Vol. 3 No. 17 · 17 September 1981

SIR: Alan Hollinghurst’s examination of Craig Raine (LRB, 20 August) usefully emphasises a neglected aspect of his poetics – a degree of cultural sophistication often ignored in the critical fascination with his technique. But Raine goes beyond Imagist practice in his often value-laden metaphors. All of Raine’s images are interlocking, none exist in isolation. The most obvious parallel is with Stevens. ‘The Season in Scarborough’, from A Free Translaton, for example, is not only, as Hollinghurst suggests, ‘referential and knowing’, but conditioned by a kind of moral pattern which emerges frequently in his best work.

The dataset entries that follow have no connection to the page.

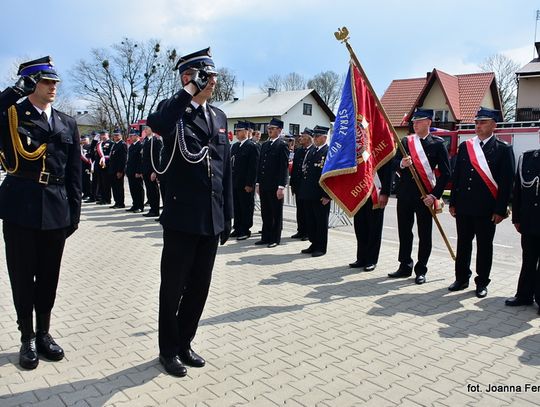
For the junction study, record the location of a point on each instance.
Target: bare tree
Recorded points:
(127, 81)
(328, 85)
(226, 83)
(273, 82)
(505, 75)
(294, 81)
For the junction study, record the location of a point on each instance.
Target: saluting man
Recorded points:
(481, 188)
(315, 200)
(198, 206)
(526, 220)
(427, 153)
(40, 200)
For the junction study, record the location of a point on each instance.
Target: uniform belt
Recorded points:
(42, 177)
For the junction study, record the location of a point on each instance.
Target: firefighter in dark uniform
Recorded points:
(479, 198)
(315, 200)
(134, 173)
(409, 202)
(117, 169)
(150, 153)
(198, 206)
(86, 163)
(272, 177)
(40, 200)
(526, 220)
(244, 161)
(368, 223)
(101, 157)
(306, 142)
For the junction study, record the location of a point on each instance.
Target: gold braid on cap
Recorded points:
(18, 147)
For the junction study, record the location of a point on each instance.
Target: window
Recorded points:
(440, 116)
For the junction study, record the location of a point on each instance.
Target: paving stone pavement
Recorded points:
(279, 329)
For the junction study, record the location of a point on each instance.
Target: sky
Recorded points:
(259, 38)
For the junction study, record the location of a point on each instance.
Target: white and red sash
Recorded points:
(102, 157)
(421, 164)
(84, 158)
(479, 162)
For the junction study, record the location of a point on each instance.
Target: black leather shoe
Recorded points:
(420, 279)
(481, 292)
(173, 366)
(516, 302)
(46, 346)
(399, 273)
(356, 265)
(458, 285)
(28, 358)
(190, 358)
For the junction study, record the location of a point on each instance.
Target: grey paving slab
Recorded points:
(279, 329)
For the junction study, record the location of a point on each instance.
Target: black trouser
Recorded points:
(33, 260)
(300, 217)
(104, 183)
(152, 193)
(317, 222)
(136, 191)
(117, 185)
(368, 224)
(86, 182)
(406, 210)
(187, 261)
(467, 228)
(529, 277)
(272, 216)
(244, 204)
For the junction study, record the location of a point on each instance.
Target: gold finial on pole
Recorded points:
(342, 34)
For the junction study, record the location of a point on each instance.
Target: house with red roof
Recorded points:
(455, 99)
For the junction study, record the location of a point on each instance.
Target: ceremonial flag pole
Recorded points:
(343, 35)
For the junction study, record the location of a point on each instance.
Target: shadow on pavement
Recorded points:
(492, 321)
(92, 391)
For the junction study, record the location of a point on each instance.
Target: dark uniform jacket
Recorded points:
(311, 174)
(273, 165)
(151, 150)
(198, 196)
(437, 156)
(470, 195)
(26, 202)
(118, 157)
(244, 160)
(134, 163)
(296, 171)
(526, 200)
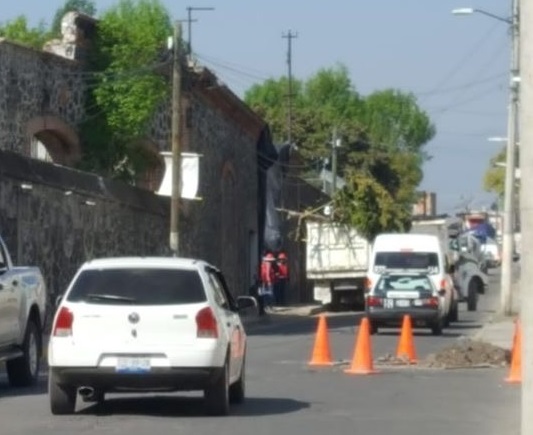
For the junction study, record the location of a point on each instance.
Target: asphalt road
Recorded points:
(282, 390)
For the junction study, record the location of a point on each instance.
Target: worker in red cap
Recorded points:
(282, 270)
(268, 279)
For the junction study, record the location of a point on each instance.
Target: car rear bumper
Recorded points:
(158, 379)
(418, 315)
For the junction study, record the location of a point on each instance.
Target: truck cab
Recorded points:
(22, 319)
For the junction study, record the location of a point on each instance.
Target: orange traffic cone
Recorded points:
(362, 360)
(406, 346)
(515, 373)
(321, 351)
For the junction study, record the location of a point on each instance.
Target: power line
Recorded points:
(190, 21)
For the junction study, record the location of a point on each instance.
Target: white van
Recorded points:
(415, 252)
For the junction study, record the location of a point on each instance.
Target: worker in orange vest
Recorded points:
(268, 279)
(282, 278)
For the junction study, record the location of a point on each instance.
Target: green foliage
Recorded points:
(494, 179)
(20, 32)
(87, 7)
(383, 138)
(129, 89)
(368, 206)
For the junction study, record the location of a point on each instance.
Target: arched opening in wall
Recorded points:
(151, 165)
(52, 139)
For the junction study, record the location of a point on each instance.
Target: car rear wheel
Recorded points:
(62, 397)
(237, 391)
(217, 394)
(24, 371)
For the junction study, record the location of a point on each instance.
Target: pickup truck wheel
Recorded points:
(473, 296)
(453, 316)
(24, 371)
(62, 397)
(436, 328)
(237, 391)
(217, 394)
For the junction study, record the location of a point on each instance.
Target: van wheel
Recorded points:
(62, 397)
(24, 371)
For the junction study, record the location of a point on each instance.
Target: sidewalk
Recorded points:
(499, 329)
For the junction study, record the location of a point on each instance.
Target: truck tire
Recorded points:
(473, 295)
(24, 371)
(62, 397)
(217, 394)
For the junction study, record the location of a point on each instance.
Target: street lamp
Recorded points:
(509, 192)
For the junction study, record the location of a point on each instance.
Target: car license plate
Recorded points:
(133, 365)
(403, 303)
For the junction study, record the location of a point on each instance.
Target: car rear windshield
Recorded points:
(420, 283)
(148, 286)
(407, 260)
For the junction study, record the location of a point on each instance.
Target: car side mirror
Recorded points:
(245, 302)
(59, 299)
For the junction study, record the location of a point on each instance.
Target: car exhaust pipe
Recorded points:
(86, 392)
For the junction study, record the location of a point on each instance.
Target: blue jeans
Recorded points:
(267, 292)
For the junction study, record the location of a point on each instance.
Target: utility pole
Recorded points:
(510, 168)
(190, 21)
(289, 36)
(526, 214)
(176, 145)
(335, 145)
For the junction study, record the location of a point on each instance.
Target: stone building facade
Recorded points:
(69, 216)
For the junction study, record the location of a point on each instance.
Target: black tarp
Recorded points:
(267, 156)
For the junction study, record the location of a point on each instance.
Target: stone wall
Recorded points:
(40, 93)
(57, 218)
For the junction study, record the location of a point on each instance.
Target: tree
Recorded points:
(383, 138)
(129, 87)
(368, 206)
(84, 6)
(20, 32)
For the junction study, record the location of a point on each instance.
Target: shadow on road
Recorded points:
(169, 406)
(298, 325)
(7, 391)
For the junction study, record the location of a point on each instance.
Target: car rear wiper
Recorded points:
(115, 298)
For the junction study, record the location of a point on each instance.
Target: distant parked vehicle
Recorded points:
(397, 293)
(22, 319)
(148, 324)
(491, 253)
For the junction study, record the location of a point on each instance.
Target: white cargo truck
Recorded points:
(337, 263)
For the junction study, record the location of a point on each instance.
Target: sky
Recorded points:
(457, 66)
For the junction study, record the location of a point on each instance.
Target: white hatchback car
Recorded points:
(147, 324)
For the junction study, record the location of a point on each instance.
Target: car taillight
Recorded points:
(374, 301)
(64, 321)
(206, 324)
(432, 302)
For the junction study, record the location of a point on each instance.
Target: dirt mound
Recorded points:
(469, 353)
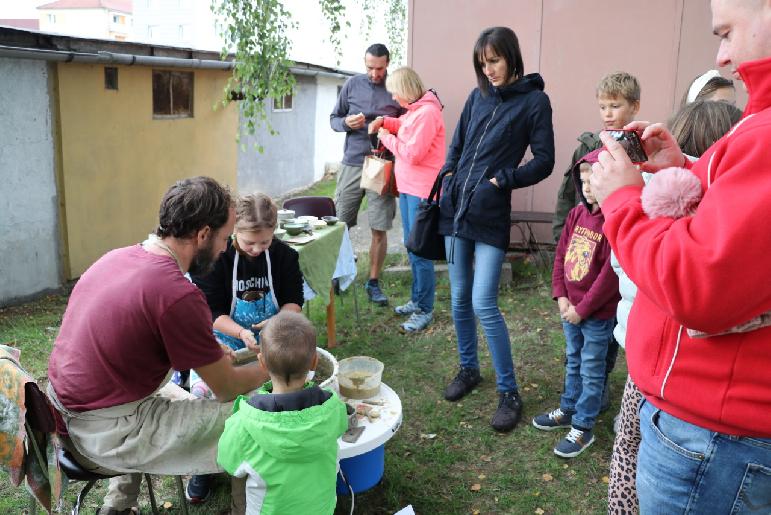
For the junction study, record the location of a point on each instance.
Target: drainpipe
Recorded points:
(112, 58)
(142, 60)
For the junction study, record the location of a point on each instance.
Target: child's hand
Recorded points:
(228, 352)
(563, 303)
(248, 338)
(571, 315)
(260, 325)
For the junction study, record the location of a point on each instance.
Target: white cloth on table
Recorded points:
(345, 268)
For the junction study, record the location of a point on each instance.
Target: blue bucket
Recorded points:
(362, 472)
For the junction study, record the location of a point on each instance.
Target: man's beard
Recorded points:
(203, 260)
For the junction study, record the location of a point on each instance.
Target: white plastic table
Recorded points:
(380, 430)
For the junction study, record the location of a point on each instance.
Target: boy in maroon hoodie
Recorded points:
(586, 290)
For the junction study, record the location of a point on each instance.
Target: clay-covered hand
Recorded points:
(375, 125)
(563, 304)
(355, 121)
(571, 316)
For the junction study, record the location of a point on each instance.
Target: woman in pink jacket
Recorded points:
(417, 140)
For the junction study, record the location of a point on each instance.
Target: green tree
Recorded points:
(255, 31)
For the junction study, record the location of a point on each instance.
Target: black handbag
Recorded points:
(424, 239)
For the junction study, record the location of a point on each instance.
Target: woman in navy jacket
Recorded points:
(502, 117)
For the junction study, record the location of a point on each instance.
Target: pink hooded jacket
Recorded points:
(417, 141)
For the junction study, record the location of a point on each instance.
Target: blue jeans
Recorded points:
(474, 278)
(423, 279)
(684, 468)
(586, 346)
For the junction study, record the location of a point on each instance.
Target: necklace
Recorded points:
(155, 240)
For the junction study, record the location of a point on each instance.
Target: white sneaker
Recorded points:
(406, 309)
(418, 321)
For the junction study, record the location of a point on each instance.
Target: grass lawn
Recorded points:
(466, 467)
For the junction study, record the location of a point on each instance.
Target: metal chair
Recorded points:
(318, 206)
(40, 419)
(311, 206)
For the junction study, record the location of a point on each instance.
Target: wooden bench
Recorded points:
(524, 221)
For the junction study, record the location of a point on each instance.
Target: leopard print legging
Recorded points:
(622, 492)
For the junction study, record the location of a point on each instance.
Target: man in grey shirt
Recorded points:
(362, 99)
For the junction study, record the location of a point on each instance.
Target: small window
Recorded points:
(283, 104)
(110, 77)
(172, 94)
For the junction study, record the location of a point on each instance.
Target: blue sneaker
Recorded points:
(574, 443)
(406, 309)
(556, 419)
(198, 489)
(375, 294)
(418, 321)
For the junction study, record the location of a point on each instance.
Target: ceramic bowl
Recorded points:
(285, 214)
(294, 228)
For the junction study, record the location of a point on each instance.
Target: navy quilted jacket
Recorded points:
(491, 138)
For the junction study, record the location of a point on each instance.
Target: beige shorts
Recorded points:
(381, 209)
(169, 433)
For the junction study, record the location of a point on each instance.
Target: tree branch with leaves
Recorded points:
(255, 31)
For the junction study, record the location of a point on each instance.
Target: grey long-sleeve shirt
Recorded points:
(359, 95)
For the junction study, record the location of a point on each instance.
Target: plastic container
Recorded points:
(362, 472)
(359, 377)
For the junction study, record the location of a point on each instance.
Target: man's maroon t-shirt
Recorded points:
(131, 317)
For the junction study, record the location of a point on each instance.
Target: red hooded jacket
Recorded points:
(708, 272)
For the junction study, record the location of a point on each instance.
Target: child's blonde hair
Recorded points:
(406, 83)
(619, 84)
(700, 124)
(255, 212)
(287, 345)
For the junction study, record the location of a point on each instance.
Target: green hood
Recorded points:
(292, 436)
(290, 457)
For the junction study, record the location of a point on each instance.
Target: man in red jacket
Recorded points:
(706, 418)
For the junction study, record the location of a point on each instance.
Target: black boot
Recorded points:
(508, 413)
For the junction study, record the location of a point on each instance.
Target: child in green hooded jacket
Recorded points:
(283, 439)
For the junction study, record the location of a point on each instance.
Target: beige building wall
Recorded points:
(117, 160)
(572, 43)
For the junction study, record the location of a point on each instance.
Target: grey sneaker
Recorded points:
(406, 309)
(574, 443)
(556, 419)
(418, 321)
(375, 294)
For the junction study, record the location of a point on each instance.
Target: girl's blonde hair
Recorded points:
(700, 124)
(406, 83)
(255, 212)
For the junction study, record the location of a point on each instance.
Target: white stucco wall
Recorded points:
(28, 200)
(329, 144)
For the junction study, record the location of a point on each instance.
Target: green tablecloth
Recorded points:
(319, 257)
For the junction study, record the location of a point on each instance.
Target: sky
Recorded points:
(310, 42)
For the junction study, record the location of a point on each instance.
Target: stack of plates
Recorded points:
(285, 214)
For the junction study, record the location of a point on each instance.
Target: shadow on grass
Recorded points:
(515, 472)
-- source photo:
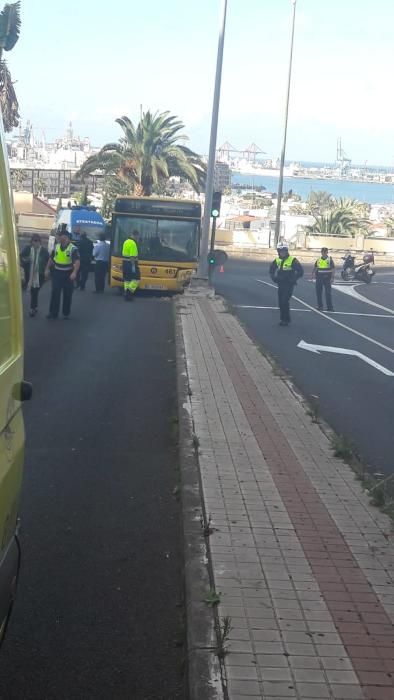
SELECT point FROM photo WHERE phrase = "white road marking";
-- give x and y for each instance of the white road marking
(311, 347)
(276, 308)
(308, 311)
(333, 320)
(353, 293)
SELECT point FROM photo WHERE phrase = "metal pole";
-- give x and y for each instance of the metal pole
(211, 249)
(283, 154)
(202, 272)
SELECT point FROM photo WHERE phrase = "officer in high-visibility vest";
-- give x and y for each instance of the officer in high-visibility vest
(323, 273)
(285, 270)
(63, 266)
(131, 271)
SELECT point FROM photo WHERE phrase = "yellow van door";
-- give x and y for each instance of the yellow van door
(11, 388)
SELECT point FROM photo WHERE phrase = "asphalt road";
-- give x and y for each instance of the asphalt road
(98, 613)
(356, 399)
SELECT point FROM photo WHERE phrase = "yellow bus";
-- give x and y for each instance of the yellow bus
(13, 390)
(168, 240)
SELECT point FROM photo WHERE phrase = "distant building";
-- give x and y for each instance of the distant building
(222, 176)
(44, 182)
(29, 149)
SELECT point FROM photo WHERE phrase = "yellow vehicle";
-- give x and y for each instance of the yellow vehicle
(168, 240)
(13, 390)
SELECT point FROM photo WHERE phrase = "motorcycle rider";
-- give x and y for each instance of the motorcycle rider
(323, 273)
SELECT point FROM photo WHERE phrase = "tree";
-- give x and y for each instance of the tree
(114, 186)
(148, 154)
(390, 226)
(17, 179)
(340, 221)
(9, 34)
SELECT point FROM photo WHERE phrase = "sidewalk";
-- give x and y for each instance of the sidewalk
(304, 565)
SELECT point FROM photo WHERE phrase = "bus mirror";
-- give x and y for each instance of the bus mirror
(22, 391)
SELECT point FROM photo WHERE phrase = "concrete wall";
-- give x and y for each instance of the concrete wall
(27, 203)
(37, 222)
(359, 243)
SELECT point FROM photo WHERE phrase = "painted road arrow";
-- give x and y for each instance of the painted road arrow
(344, 351)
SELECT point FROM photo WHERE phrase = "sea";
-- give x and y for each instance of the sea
(370, 192)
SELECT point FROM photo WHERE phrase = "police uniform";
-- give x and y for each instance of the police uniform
(63, 266)
(324, 268)
(131, 272)
(285, 272)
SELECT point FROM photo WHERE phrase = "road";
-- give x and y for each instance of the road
(98, 612)
(356, 398)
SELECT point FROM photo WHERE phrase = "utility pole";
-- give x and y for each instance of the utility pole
(202, 272)
(283, 154)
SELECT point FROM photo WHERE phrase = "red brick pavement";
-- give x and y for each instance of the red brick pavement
(358, 615)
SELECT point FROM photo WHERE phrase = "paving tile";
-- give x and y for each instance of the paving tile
(312, 690)
(278, 689)
(240, 673)
(315, 572)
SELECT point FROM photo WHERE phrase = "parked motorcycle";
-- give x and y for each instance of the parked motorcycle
(357, 271)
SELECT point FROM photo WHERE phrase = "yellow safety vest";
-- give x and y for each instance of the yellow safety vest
(63, 258)
(130, 249)
(323, 263)
(287, 263)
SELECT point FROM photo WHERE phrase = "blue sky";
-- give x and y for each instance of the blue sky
(91, 62)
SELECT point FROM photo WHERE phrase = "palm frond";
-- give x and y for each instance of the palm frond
(10, 24)
(8, 99)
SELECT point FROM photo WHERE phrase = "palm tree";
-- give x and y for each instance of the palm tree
(340, 221)
(148, 154)
(17, 179)
(113, 187)
(9, 34)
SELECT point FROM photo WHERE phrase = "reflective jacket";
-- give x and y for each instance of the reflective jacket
(324, 265)
(63, 259)
(286, 270)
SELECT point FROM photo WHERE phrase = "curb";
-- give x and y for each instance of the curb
(204, 671)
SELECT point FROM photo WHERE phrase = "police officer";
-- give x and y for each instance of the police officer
(285, 270)
(63, 265)
(131, 272)
(323, 273)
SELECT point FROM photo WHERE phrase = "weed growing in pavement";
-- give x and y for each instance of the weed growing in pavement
(314, 410)
(206, 525)
(380, 491)
(223, 633)
(342, 447)
(212, 598)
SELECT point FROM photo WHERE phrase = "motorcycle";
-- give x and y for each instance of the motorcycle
(357, 271)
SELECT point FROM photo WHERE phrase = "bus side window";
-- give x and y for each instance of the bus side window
(6, 345)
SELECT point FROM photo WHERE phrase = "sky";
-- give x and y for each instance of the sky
(91, 62)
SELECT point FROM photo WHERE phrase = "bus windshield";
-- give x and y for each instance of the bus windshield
(168, 240)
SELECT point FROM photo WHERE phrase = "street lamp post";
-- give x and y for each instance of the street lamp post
(202, 272)
(283, 154)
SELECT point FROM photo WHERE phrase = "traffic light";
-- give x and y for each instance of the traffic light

It is quite true that Raine has not been ignored by the media, and that such attention has its dangers – mostly of deformity. But when attention finally shifts from technique to theme, he will not, I believe, be found to have been overvalued.

John Hirsh
Georgetown University, Washington

Vol. 3 No. 18 · 1 October 1981

SIR: I have no wish to be made to seem curmudgeonly about the talent of a poet who has given me as much pleasure as Craig Raine has; I felt it essential to approach his new book in the way I did, and Mr Hirsh (Letters, 17 September) acknowledges the justice of this. On the other hand, I did not say that Raine is an Imagist, and I considered it too obvious to mention that his imagery is interlocking and contributes to a moral statement: indeed I criticise the habit of the too-easily-won memento mori. Mr Hirsh seems finally to suggest that ‘theme’ has value in itself, regardless of the quality of technique, an opinion from which I demur. If Raine’s ‘theme’ has not yet been assessed, it is hard to see how it could, or could not, have been overvalued. As a matter of accuracy I should add that I do not consider Raine (or his work) to be deformed.